The wrapper function `simrel`

uses `bisimrel`

for simulating bivariate linear model data. Lets consider a situation to simulate data from bivariate distribution with 100 training and 500 test samples. The response vectors **y**_{1} and **y**_{2} have correlation of 0.8 without given **X** and 0.6 with given **X**. Among 10 total predictor variables, 5 are relevant for **y**_{1} and 5 are relevant for **y**_{2}. However 3 of them are relevant for both of them. Let the predictors explain 80% and 70% of total variation present in population of **y**_{1} and **y**_{2} respectively. In addition, let 1, 2 and 3 components are relevant for **y**_{1} and 3 and 4 components are relevant for **y**_{2}. In this case, the third component is relevant for both responses. Let the decay factor of eigenvalues of **X** be 0.8.

simrel2_obj <- simrel( n = 100, # 100 training samples p = 10, # 10 predictor variables q = c(5, 5, 3), # relevant variables for y1 and y2 relpos = list(c(1, 2, 3), c(3, 4)), # relevant components for y1 and y2 R2 = c(0.8, 0.7), # Coefficient of variation for y1 and y2 rho = c(0.8, 0.6), # correlation between y1 and y2 with and without given X gamma = 0.8, # decay factor of eigenvalues of X ntest = 500, # 500 test samples type = "bivariate" )

Lets look at the plot,

plot_simrel(simrel2_obj, which = c(1, 3, 4), layout = matrix(c(1, 1, 2, 3), 2, 2, byrow = TRUE))

Multivariate simulation uses `multisimrel`

function and can simulate multiple responses. Lets simulate 100 training samples and 500 test samples. The simulated data has 5 responses and 15 predictors. These 5 responses spans 5 latent space out of which only 3 are related to the predictors. Lets denote them by **w**_{i}. Let 5, 4 and 4 predictors are relevant for response components **w**_{1}, **w**_{1} and **w**_{1} respectively. The position of relevant predictor components for **w**_{1} be 1, 2, 3; for **w**_{2} be 4 and 5. Similarly, predictor components 6 and 8 are relevant for **w**_{3}.

Since we need 5 response variables, we mix-up these 3 informative response components with 2 remaining uninformative components so that all simulated response contains information that **X** are related. Lets combine **w**_{1} with **w**_{4} and **w**_{3} with **w**_{5}. So that the predictors that are relevant for response components **w**_{1} will be relevant for response **y**_{1} and **y**_{3} and so on.
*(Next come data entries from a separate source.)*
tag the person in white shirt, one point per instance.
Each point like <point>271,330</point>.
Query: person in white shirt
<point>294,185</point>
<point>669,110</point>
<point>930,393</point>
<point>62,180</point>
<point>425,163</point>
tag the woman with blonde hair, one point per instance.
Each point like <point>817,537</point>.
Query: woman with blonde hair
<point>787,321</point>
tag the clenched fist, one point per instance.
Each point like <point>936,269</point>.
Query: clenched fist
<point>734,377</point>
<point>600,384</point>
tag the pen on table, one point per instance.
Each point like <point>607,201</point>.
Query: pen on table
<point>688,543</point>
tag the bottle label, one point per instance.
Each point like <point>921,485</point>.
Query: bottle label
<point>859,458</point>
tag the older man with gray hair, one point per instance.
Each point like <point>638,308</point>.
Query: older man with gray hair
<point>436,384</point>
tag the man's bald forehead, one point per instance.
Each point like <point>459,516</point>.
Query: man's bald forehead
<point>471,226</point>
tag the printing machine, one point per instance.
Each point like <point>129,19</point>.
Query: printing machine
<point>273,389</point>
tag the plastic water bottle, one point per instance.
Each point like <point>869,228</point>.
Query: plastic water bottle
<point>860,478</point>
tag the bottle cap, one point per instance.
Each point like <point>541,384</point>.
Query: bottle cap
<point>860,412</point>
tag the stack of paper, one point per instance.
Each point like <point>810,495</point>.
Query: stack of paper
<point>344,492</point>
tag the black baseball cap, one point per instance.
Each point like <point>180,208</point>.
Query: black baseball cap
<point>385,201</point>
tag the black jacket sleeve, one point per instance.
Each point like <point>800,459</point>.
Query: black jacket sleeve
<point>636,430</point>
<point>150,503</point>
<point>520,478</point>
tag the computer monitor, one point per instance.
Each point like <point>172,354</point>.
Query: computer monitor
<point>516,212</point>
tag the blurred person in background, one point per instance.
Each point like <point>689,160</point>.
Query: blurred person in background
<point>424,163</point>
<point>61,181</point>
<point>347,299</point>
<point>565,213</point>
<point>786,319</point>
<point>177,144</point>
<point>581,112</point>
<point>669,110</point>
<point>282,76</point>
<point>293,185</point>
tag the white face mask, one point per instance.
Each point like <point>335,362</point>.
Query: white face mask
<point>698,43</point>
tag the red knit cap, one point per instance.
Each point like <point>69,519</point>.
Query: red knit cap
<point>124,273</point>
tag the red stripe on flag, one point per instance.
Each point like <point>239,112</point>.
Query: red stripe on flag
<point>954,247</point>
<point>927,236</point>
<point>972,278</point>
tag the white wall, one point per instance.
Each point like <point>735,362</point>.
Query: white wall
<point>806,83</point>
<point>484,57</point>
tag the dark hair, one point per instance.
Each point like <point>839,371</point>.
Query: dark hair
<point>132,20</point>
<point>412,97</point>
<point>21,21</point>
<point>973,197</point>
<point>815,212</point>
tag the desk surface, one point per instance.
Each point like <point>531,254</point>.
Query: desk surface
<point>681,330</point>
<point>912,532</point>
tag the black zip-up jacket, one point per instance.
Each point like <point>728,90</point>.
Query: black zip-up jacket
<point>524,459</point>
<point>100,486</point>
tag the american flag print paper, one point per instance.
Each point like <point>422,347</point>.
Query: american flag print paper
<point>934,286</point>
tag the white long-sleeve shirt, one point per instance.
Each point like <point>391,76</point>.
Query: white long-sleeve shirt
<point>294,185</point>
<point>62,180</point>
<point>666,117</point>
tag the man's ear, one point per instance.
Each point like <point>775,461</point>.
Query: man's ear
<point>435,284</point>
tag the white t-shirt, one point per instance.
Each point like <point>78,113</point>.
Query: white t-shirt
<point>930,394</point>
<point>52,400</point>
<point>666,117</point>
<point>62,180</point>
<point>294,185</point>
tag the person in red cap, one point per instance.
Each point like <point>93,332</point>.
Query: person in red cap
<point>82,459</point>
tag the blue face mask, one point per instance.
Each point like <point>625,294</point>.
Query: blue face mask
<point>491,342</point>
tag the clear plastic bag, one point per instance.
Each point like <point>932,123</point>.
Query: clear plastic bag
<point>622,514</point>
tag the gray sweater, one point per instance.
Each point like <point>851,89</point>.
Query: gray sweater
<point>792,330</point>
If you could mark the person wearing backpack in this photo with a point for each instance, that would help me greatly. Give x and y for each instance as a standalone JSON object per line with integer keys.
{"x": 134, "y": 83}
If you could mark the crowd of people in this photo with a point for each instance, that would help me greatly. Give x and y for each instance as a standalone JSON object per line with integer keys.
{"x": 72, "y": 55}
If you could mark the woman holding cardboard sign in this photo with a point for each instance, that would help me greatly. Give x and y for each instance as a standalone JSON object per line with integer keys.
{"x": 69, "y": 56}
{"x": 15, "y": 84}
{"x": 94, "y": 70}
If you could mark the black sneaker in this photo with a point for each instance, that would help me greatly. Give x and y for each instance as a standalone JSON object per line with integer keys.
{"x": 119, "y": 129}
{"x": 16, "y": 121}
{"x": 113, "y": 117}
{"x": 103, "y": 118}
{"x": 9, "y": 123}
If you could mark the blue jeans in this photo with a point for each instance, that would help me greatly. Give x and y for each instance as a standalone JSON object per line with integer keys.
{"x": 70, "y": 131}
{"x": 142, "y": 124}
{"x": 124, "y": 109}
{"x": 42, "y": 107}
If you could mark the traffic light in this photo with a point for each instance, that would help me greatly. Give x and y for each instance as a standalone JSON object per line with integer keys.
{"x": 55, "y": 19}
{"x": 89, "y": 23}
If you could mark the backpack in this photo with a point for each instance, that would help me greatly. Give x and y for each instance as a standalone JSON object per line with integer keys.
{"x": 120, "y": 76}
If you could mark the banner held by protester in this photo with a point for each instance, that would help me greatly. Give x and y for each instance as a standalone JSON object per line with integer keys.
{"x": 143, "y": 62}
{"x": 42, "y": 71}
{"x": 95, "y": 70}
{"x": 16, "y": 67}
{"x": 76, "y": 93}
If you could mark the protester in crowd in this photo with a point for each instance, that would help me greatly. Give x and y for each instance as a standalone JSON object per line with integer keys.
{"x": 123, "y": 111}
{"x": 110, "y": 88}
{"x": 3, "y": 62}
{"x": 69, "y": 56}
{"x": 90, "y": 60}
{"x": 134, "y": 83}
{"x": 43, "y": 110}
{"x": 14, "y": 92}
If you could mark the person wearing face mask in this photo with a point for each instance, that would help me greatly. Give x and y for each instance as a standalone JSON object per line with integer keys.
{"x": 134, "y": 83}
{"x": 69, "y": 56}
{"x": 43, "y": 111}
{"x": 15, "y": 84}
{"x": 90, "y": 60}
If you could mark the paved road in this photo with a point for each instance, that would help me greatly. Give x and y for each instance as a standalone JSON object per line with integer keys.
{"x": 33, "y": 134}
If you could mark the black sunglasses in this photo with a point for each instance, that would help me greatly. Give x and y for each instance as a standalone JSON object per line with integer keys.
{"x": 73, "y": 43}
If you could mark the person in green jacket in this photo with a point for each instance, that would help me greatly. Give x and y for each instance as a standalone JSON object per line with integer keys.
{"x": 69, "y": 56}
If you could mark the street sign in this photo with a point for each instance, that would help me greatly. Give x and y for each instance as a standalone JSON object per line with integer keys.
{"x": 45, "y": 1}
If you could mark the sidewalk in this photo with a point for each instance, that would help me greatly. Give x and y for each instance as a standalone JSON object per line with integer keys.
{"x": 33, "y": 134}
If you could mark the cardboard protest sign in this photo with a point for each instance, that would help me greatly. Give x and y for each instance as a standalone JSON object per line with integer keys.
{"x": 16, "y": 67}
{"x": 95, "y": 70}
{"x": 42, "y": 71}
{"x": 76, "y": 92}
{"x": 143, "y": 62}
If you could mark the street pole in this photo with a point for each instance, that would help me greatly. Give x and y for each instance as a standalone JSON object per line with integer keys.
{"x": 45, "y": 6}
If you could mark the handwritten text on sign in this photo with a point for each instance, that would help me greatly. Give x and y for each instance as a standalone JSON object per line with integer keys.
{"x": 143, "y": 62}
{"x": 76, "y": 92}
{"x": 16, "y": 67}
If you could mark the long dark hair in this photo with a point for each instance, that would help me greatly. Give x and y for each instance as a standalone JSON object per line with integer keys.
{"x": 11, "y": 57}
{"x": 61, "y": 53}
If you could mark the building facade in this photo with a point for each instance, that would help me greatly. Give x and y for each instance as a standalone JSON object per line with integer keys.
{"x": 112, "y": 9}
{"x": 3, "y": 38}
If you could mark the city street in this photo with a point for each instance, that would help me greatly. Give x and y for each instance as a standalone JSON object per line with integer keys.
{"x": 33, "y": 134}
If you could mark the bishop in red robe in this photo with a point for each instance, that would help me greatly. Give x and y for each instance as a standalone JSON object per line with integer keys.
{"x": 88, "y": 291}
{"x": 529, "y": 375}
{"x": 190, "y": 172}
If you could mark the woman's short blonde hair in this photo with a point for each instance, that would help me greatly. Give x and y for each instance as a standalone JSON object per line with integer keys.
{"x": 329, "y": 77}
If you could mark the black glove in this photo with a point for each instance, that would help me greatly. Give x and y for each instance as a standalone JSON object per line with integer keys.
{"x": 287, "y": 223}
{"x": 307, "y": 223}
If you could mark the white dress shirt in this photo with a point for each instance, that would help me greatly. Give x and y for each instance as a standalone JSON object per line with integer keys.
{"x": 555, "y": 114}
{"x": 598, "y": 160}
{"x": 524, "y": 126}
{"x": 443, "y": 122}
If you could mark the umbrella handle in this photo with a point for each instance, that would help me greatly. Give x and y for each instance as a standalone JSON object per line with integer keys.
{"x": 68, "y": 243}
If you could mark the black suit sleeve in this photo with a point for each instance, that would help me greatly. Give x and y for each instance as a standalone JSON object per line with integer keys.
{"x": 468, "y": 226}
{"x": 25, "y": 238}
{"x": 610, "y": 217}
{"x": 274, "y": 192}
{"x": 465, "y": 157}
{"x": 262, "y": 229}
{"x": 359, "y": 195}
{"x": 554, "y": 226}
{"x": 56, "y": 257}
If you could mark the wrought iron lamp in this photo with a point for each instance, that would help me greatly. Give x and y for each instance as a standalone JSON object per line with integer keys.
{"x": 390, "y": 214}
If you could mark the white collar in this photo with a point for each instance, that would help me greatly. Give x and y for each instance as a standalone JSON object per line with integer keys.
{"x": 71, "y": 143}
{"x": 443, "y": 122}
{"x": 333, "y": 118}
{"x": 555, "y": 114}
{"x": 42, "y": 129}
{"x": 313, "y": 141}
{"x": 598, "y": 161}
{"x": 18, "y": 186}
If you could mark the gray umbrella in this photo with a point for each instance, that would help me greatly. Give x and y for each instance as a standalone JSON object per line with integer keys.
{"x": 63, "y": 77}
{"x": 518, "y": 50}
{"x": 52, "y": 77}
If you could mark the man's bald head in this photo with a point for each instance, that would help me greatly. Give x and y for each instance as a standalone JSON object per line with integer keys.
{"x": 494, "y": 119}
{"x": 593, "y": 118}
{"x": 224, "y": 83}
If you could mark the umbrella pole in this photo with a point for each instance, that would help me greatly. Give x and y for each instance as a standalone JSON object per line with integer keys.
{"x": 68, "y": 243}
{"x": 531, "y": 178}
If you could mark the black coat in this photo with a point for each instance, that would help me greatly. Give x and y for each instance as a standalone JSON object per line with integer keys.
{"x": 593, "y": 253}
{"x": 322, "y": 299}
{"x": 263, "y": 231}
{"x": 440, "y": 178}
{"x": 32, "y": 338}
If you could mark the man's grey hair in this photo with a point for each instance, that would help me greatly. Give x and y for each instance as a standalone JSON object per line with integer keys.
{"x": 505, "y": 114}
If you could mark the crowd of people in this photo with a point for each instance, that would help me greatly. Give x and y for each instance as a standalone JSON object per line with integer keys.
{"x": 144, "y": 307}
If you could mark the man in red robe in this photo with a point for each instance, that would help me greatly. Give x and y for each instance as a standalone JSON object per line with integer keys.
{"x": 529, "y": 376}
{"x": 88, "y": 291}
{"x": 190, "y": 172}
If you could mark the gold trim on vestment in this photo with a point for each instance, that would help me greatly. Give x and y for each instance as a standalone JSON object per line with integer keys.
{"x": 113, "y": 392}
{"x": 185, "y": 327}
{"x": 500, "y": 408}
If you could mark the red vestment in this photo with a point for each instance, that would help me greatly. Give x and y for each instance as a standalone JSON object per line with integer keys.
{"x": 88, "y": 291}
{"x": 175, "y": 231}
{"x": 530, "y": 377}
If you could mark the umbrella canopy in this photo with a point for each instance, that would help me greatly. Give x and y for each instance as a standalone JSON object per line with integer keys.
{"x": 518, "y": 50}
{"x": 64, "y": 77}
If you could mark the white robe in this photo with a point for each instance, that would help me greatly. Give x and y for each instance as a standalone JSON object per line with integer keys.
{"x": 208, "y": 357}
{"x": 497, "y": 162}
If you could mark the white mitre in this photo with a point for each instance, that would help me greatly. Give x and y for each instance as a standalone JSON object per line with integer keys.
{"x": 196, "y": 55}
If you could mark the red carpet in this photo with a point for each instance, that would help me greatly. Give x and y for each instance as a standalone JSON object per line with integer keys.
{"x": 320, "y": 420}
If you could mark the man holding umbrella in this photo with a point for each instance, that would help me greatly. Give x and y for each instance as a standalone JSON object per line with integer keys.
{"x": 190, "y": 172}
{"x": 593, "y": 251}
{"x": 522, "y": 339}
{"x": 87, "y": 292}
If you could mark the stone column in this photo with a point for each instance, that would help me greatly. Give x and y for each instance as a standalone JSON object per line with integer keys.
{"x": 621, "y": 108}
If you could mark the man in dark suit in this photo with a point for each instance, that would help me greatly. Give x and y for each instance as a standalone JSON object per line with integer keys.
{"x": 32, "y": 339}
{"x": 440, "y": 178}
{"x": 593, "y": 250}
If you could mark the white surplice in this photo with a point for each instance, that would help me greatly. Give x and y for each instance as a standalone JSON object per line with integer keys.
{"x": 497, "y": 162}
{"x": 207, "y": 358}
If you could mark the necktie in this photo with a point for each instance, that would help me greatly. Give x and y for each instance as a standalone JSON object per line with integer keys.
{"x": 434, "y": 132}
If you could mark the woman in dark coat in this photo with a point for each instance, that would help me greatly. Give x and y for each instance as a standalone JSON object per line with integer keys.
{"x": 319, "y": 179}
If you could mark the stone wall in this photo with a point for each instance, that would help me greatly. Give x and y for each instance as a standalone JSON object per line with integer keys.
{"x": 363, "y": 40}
In addition to these latent space requirements, let **X** explains 80% variation present in **w**_{1}, 50% in **w**_{2} and 70% in **w**_{3}. The eigenvalues of X reduces by the factor of 0.8.

simrel_m_obj <- simrel( n = 100, # 100 training samples p = 15, # 15 predictor variables q = c(5, 4, 4), # relevant variables for w1, w2 and w3 relpos = list(c(1, 2, 3), c(4, 5), c(6, 8)), # relevant components for w1, w2 and y3 R2 = c(0.8, 0.5, 0.7), # Coefficient of variation for w1, w2 and y3 ypos = list(c(1, 4), c(2), c(3, 5)), # combining response components together m = 5, # Number of response gamma = 0.8, # decay factor of eigenvalues of X ntest = 500, # 500 test samples type = "multivariate" # multivariate simulation )

Lets look at the `simrel`

plot;

plot_simrel(simrel_m_obj, which = 1:4, layout = matrix(1:4, 2, 2, byrow = TRUE))

To make the process easier to use, we have created a shiny gadget as an rstudio addons. If you are using Rstuio, you can access this app from Tools > Addins > simulatr. But you can also access this app using `simrel::app_simulatr()`

. This will open the app in a browser from where you can choose all your parameter, see the true population parametrs you will get from the simulation. When the app is closed, it will give an command output on your R console.

- Sæbø, S., Almøy, T., & Helland, I. S. (2015). simrel—A versatile tool for linear model data simulation based on the concept of a relevant subspace and relevant predictors.
*Chemometrics and Intelligent Laboratory Systems*, 146, 128-135. - Rimal, R., Almøy, T., & Sæbø, S. (2018). A tool for simulating multi-response linear model data.
*Chemometrics and Intelligent Laboratory Systems*, 176, 1-10.